Julie Gallagher, Supermarket News

March 16, 2009

Creditors owed money by the Peanut Corp. of America were scheduled to convene last Thursday for the start of the peanut processor's Chapter 7 bankruptcy proceedings. As part of what experts estimate could be a yearlong process, PCA's assets will be identified, converted to cash and distributed.

Among those with their hands out are several Whole Foods Markets, which sold bulk nuts that came from PCA, and Orchard Valley Harvest, which processed the private-label peanuts used in self-serve peanut grinders at Safeway's “Nut Huts.”
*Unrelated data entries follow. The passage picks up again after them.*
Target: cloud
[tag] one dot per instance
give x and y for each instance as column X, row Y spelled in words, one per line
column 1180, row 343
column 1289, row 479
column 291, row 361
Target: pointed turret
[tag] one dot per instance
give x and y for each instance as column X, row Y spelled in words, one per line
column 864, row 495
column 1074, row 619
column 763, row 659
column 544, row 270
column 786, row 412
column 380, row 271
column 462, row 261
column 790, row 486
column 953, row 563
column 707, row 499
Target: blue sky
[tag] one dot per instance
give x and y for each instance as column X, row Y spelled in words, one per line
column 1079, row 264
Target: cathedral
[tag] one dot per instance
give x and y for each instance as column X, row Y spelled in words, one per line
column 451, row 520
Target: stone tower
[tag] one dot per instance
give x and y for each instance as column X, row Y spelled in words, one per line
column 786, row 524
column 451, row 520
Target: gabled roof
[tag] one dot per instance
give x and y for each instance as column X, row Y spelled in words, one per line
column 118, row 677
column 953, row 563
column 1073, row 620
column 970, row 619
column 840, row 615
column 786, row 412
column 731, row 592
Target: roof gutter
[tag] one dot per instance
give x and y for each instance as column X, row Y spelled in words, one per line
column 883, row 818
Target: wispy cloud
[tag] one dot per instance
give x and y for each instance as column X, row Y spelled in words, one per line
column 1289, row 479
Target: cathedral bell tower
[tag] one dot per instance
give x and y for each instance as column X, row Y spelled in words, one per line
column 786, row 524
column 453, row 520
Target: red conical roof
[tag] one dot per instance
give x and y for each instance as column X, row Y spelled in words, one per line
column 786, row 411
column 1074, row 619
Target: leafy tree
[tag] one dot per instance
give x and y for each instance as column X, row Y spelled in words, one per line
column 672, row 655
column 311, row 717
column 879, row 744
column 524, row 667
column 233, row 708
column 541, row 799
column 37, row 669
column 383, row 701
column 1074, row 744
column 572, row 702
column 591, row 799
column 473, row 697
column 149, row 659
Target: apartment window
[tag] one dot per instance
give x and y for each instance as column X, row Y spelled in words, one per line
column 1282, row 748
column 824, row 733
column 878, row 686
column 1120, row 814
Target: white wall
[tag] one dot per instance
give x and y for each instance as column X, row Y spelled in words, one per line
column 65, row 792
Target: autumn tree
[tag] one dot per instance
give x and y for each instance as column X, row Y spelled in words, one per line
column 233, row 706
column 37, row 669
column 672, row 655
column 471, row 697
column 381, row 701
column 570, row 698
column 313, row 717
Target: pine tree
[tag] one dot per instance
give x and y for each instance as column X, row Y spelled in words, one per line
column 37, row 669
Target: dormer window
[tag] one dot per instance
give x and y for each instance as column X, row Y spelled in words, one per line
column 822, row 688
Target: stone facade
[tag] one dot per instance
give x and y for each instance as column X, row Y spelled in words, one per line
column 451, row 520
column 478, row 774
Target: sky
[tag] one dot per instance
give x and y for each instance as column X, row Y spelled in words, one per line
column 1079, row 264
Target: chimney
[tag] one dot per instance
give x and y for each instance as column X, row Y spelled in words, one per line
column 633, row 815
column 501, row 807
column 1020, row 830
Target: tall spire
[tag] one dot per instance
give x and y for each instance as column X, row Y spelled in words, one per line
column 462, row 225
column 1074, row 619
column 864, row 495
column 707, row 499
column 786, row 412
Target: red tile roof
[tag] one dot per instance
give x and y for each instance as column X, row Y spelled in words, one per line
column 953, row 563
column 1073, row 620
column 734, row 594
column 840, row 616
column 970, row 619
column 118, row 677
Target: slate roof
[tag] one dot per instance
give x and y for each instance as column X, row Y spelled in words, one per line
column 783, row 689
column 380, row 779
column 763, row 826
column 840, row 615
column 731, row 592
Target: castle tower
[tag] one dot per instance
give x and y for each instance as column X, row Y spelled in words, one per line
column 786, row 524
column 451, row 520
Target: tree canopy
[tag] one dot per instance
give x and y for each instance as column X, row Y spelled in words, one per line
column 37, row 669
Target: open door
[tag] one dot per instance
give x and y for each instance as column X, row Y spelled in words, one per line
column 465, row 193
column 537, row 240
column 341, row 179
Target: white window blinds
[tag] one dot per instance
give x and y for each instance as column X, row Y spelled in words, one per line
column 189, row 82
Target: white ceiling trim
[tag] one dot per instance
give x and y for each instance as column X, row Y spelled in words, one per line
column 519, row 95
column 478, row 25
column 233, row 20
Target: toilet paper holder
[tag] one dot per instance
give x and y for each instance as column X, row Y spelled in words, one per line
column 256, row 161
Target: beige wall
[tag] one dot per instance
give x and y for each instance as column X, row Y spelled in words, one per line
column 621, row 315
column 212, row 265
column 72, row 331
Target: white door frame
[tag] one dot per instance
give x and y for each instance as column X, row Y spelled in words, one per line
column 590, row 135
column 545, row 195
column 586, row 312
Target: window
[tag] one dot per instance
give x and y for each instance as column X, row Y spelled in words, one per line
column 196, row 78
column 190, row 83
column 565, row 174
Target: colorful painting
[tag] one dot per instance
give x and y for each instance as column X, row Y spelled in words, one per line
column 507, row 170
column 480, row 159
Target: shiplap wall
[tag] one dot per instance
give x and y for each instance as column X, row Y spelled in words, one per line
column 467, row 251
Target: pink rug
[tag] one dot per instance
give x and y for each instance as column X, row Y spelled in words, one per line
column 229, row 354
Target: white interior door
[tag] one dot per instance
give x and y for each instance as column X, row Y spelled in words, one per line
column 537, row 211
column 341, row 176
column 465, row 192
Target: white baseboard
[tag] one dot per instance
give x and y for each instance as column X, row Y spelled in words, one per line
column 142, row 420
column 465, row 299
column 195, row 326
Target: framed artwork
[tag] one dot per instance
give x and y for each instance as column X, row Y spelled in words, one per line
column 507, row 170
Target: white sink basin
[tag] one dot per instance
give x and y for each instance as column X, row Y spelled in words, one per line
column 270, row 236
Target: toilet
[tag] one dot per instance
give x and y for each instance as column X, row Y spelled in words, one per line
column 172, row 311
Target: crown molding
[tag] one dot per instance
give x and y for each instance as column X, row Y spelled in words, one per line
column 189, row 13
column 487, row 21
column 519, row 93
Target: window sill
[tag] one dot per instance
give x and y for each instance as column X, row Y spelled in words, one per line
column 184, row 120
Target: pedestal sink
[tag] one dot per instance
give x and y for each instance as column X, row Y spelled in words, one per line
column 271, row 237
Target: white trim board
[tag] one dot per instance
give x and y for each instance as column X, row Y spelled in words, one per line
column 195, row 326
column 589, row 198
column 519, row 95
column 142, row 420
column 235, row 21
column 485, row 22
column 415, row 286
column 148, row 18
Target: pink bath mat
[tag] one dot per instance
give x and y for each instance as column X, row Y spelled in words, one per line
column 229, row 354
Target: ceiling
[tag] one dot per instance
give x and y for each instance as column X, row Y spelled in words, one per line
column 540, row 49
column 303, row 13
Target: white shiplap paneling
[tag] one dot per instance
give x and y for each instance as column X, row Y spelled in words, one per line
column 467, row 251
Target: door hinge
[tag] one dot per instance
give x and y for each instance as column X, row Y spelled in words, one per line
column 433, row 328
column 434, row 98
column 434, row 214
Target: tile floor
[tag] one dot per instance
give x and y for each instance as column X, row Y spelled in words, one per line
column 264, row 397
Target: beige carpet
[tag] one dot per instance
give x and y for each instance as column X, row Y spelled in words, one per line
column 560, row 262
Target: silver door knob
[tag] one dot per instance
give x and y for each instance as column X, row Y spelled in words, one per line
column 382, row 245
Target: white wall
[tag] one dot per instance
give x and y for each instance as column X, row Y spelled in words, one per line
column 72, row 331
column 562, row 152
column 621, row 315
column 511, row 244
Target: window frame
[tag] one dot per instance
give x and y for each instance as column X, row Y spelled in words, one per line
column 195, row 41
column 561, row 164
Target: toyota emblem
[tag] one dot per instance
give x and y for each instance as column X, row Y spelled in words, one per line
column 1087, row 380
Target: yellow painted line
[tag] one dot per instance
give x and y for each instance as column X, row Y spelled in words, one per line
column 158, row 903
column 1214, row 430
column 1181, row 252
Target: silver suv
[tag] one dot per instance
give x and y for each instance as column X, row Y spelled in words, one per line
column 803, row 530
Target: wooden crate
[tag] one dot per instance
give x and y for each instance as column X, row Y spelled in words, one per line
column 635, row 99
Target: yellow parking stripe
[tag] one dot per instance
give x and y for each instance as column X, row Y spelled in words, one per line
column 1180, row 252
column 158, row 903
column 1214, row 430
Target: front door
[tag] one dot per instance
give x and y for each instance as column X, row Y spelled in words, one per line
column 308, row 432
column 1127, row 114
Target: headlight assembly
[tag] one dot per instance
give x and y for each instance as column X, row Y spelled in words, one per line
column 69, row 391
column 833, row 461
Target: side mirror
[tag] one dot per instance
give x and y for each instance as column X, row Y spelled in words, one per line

These companies shouldn't be holding their breath, though, since, in the eyes of the court, secured creditors — such as those with liens against the company — take priority over the likes of Whole Foods and Orchard Valley Harvest, who've been relegated to the unsecured, non-priority claims file. Experts estimate that there'll be little, if any, money left for companies like these.

But no worries for PCA. More than 3,400 tainted products, 638 victims and nine deaths later, the company that knowingly shipped tainted product, according to the FDA, is still putting its needs first. It's set aside $100,000 for legal representation for the criminal case launched against it by the FBI, said published reports.

But the real salt in the wounds of those who innocently distributed tainted product may be yet to come. That's because PCA's personal injury insurer has raised a very logical question about whether it should have to pay claims resulting from PCA's negligence. If the courts say no, manufacturers, distributors and even supermarkets that so diligently removed a seemingly endless list of items from their shelves could be on the hook for damages sought on behalf of the victims (click on "Chain Reaction" for the story).

That's because some states have what's called “chain of distribution liability,” personal injury attorney Bill Marler told me. It means that all members of the supply chain are held strictly liable to the victim. It's Marler's practice to go after the company that is the most at fault, but if need be, he'll work his way up the supply chain to help supplement damages sought.

As it stands, he's representing about 100 victims, 90 of which became ill after eating Kellogg's products. The remainder were either nursing home residents who became sick after eating King Nut peanut butter, or they've not yet pinpointed which of the peanut products they ate made them sick. Marler is suing Kellogg's and King Nut in addition to PCA, since PCA's personal injury policy of $12 million to $24 million will not cover all he's seeking.

If PCA's insurer is taken out of the equation, he'll have to move even further up the supply chain, beyond Kellogg's and King Nut.

“That could include grocery stores in certain states,” since they distributed product, Marler said.

The “holding out” theory of law could also come into play. It means that when a third party, such as a retailer, puts its name on a store-brand product, it's holding itself out to the consumer as its manufacturer.

“The label doesn't likely say ‘Was made for us by a really crappy company in Blakely, Ga.,’” Marler explained. “The consumer thinks they're buying the retailer's brand.”